The Guildhall School of Music and Drama is outdoing itself in putting on a triple bill of little-known operas, two by Massenet and one by Martinu. What is still more remarkable is that GSMD has put them all on before, though I think in different productions. This time round the designer Yannis Thavoris has produced a set of which the main ingredient, a heap of miscellaneous broken or discarded objects, remains throughout the evening, while other props are introduced that are sufficiently striking to create a quite different mood as the curtain rises on the three little operas.

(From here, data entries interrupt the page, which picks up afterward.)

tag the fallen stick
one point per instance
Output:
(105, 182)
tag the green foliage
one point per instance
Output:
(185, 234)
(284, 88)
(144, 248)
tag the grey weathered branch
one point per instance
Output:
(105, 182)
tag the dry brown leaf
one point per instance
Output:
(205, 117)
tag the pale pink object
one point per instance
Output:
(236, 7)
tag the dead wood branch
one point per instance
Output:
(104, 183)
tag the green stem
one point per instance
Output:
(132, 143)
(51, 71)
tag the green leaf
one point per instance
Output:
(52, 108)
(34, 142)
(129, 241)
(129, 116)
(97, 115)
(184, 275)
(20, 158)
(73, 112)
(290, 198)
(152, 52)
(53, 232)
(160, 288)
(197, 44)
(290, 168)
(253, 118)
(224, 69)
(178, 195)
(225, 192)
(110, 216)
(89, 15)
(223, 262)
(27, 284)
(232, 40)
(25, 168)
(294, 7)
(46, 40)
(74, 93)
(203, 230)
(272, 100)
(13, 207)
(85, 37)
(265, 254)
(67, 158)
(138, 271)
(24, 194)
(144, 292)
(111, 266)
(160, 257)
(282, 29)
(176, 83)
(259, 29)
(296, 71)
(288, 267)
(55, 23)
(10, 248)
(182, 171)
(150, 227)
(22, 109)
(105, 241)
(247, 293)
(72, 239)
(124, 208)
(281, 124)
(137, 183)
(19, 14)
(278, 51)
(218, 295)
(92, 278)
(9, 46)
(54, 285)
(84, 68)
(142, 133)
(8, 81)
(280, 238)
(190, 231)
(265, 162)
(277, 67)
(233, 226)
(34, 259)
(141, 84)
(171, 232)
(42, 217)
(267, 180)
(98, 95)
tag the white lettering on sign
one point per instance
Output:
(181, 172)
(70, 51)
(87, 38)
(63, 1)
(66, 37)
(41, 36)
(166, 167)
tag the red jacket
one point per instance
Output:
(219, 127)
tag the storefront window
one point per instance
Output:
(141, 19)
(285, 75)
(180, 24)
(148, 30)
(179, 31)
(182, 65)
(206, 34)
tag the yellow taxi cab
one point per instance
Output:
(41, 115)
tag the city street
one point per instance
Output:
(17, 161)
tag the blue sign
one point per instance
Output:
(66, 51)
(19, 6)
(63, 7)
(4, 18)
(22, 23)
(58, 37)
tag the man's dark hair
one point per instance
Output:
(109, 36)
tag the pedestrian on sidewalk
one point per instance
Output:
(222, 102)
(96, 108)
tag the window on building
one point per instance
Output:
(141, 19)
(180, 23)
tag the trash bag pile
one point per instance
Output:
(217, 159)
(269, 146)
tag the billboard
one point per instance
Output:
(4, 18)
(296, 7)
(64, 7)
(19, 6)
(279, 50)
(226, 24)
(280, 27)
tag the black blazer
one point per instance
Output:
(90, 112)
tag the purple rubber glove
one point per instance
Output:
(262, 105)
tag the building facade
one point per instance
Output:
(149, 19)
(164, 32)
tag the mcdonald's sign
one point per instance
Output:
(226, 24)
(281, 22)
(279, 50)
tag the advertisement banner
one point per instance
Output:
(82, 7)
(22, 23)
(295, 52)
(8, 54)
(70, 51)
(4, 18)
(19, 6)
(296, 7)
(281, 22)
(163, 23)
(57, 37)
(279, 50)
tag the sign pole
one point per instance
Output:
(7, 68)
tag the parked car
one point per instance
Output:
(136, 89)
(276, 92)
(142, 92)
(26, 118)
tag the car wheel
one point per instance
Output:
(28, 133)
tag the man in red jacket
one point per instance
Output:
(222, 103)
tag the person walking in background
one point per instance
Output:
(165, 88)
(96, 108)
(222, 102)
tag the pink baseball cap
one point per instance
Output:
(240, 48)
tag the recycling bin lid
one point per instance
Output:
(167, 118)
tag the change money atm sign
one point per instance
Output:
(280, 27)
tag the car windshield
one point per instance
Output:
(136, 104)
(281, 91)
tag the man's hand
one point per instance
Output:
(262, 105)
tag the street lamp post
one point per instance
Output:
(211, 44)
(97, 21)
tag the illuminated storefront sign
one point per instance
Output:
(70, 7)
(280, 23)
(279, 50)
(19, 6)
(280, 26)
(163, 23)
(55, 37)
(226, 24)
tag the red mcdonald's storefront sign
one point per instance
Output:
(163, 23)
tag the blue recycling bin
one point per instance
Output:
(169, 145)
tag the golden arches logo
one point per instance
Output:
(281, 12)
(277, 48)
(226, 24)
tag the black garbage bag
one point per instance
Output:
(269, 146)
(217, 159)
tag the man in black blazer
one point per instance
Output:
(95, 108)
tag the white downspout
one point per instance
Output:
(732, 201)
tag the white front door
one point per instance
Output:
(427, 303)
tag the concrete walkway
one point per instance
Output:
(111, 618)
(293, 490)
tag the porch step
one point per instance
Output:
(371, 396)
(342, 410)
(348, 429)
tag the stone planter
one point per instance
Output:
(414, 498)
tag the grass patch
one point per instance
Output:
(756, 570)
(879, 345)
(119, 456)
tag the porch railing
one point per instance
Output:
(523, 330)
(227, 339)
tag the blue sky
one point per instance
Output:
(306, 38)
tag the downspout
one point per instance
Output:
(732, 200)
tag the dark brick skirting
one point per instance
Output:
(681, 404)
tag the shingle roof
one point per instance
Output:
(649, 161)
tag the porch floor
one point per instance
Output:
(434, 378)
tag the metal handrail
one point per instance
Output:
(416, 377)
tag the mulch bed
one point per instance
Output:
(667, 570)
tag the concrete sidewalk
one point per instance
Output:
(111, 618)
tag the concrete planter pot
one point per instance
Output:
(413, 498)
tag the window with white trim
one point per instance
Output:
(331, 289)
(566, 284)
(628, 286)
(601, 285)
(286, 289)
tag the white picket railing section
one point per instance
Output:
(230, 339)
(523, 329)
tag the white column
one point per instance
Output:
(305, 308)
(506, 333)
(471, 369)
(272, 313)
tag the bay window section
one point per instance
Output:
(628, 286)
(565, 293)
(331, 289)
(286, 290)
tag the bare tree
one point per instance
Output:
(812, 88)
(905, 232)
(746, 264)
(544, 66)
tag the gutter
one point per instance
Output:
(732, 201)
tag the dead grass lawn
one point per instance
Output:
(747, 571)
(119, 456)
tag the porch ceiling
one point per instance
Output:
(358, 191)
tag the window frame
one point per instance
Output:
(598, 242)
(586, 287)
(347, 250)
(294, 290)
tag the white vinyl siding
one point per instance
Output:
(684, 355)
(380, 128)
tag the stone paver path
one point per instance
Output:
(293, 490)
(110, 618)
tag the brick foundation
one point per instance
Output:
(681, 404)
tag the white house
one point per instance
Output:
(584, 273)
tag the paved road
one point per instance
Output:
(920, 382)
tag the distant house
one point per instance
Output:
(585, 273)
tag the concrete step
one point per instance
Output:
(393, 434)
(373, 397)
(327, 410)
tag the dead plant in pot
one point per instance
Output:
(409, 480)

The first, Massenet’s La Navarraise, goes so against everything we associate with the composer that it must have been written partly in order to demonstrate how wide his range was. Not that he hadn’t already demonstrated that pastel-shaded love stories with a harrowing conclusion after a couple of hours of build-up were not the only thing he could pull off, but none of the very wide range of other varieties of subject-matter seems to have kept his creative attention, with the exception perhaps of Thais, the ultimate sex-and-God concoction, and given the material most of that is pretty tame stuff.
La Navarraise used to be compared with, even paired with, Cavalleria Rusticana, but it was sent packing by I Pagliacci, a much stronger work. Still, Navarraise made a sufficiently strong impression at its first London performance in 1894 for the Prince of Wales to order a royal command performance at Windsor, not a remote possibility now for any opera. It begins promisingly with gunshots and fanfares, we are plunged into a Spanish civil war, and there is no danger whatever that the name of action will be lost. The heroine Anita is so passionately in love with the hero Araquil, a brave soldier, that she is prepared to assassinate the enemy leader to win 2,000 douros, to pay her own dowry to her beloved’s hostile father.